ROCKVILLE, Md. — Brian Murphy attended Catholic Mass regularly, both before and after he took 12 bullets while trying to defend a Sikh temple in Wisconsin from a gunman in 2012.
But he says the principles he’s learned from the Sikh temple have helped his recovery.
Now, a Maryland-based Sikh organization has honored the retired police officer for his service when a gunman killed six worshippers at the Sikh Temple of Wisconsin.
The Guru Gobind Singh Foundation, a Maryland-based Sikh advocacy organization, honored Murphy on Sunday (April 13) — on Vaisakhi Day, a Sikh holy day — with a Sewa (service) Award, given annually to someone who has contributed to the Sikh community.
“We are highly grateful to him for his sacrifice and exemplary service to the law and order and providing protection to all citizens of Oak Creek, including the members of the Sikh community in Wisconsin,” said Inder Paul Singh Gadh, chairman of the foundation.
Murphy, the first officer on the scene, deterred what could have been a “much bigger massacre of Sikhs who were still trapped inside the gurdwara,” Gadh said.
In an interview before the ceremony, Murphy, 52, said he appreciates the foundation’s gesture.
“For them to take the time out to acknowledge my role in what happened is a very humbling experience,” said Murphy, who now speaks with a raspy reconstructed voice after one of the bullets traveled through his vocal chords and esophagus.
He was impressed that the Sikhs of Oak Creek forgave the gunman, Wade Michael Page, who killed himself in the temple’s parking lot.
“I wasn’t as quick to do that,” said the 22-year veteran of the Oak Creek Police Department, who retired with a medical pension in June after getting shot on what normally would have been his day off. “I have, but it took a lot longer.”

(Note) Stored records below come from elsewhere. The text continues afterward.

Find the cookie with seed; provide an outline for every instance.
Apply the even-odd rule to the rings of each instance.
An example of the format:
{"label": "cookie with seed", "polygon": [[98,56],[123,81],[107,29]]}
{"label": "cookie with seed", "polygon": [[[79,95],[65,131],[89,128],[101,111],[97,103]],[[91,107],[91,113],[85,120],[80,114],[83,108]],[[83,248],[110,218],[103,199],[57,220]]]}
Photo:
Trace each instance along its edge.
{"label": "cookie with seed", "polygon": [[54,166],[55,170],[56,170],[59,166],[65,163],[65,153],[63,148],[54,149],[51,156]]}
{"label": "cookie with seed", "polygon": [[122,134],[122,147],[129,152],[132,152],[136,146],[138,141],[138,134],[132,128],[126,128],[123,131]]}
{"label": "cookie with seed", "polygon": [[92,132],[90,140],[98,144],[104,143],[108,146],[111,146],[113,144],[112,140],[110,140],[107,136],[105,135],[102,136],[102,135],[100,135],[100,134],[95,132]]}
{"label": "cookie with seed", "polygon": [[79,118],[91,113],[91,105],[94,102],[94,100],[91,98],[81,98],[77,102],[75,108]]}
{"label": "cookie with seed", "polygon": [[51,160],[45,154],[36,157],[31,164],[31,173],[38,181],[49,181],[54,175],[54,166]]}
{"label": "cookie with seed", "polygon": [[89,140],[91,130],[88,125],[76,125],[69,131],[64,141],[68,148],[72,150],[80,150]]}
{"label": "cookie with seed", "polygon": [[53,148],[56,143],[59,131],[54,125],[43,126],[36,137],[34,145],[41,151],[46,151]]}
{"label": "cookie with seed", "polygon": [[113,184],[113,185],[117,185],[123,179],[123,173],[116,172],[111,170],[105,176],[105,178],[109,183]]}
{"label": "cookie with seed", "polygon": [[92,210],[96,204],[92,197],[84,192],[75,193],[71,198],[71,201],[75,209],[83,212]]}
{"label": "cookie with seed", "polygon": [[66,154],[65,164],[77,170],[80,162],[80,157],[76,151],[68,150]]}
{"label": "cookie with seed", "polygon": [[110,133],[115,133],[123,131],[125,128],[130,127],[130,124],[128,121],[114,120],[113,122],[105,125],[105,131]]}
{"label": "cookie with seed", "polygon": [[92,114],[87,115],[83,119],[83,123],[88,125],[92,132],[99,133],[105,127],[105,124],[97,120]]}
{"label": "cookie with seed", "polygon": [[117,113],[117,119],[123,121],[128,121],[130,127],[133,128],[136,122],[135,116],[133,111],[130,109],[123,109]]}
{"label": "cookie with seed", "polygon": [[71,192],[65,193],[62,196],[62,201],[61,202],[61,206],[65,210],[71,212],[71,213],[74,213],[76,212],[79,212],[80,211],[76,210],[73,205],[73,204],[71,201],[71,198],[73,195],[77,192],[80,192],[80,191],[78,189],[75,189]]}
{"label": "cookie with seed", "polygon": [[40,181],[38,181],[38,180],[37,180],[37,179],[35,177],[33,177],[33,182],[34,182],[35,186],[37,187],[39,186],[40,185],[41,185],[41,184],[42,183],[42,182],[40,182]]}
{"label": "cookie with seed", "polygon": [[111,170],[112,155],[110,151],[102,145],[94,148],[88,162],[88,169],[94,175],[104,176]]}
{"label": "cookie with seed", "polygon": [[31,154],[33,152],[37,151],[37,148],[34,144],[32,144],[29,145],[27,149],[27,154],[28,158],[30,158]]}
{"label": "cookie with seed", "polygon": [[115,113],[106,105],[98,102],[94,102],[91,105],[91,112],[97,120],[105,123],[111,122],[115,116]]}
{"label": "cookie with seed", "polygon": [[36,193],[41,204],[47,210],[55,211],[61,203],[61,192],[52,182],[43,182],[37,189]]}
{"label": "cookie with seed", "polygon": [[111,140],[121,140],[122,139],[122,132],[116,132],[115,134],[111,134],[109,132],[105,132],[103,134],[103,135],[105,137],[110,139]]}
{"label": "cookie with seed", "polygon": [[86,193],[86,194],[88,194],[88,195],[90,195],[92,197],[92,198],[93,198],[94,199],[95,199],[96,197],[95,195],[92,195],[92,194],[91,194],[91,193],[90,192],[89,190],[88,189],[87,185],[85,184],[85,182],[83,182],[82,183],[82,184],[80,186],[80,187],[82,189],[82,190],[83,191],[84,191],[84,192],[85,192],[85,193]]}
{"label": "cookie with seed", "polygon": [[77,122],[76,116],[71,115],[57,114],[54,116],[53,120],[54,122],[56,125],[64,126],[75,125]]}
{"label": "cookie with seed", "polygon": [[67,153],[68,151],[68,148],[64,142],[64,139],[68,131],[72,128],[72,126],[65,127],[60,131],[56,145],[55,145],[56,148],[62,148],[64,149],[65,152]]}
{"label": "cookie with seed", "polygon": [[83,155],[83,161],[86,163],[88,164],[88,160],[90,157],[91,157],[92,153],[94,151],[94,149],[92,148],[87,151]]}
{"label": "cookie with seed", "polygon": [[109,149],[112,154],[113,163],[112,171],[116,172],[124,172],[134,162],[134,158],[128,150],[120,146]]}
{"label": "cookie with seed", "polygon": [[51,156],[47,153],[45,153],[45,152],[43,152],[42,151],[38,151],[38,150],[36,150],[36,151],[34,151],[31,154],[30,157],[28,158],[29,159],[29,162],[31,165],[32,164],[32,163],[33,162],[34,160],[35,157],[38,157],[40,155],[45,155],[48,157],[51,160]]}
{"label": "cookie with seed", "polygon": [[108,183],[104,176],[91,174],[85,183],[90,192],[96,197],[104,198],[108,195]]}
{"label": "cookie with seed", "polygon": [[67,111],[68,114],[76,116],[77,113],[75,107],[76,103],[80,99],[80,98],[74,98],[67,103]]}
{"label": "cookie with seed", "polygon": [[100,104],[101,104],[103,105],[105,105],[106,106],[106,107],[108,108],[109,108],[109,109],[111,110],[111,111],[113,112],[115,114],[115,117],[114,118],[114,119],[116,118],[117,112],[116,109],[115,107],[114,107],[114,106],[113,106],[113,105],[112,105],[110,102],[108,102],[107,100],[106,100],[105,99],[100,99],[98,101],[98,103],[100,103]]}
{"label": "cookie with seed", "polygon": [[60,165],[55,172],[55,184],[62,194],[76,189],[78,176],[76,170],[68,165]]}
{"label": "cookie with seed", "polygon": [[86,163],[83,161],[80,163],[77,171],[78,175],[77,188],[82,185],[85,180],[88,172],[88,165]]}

Through his new friendships with Sikhs — he has been back to the temple for visits since the shooting — he has come to embrace their principle of “Chardhi Kala,” which he defines as “optimism even in the face of great adversity.”Comment on this story
“That’s what helped me the most, even through the rehabilitation process,” he said. “I’ve changed much for the better.”
While holding firm to his Catholic faith, Murphy said he now sees commonalities between his religion and that of the Sikh worshippers who came to the temple on Aug. 5, 2012. The two faiths share many attributes, such as protecting, serving and living a virtuous life, he said.
“Sometimes I think we all like to think we have our own separate God,” he said. “I think (God’s) an amalgamation of all.”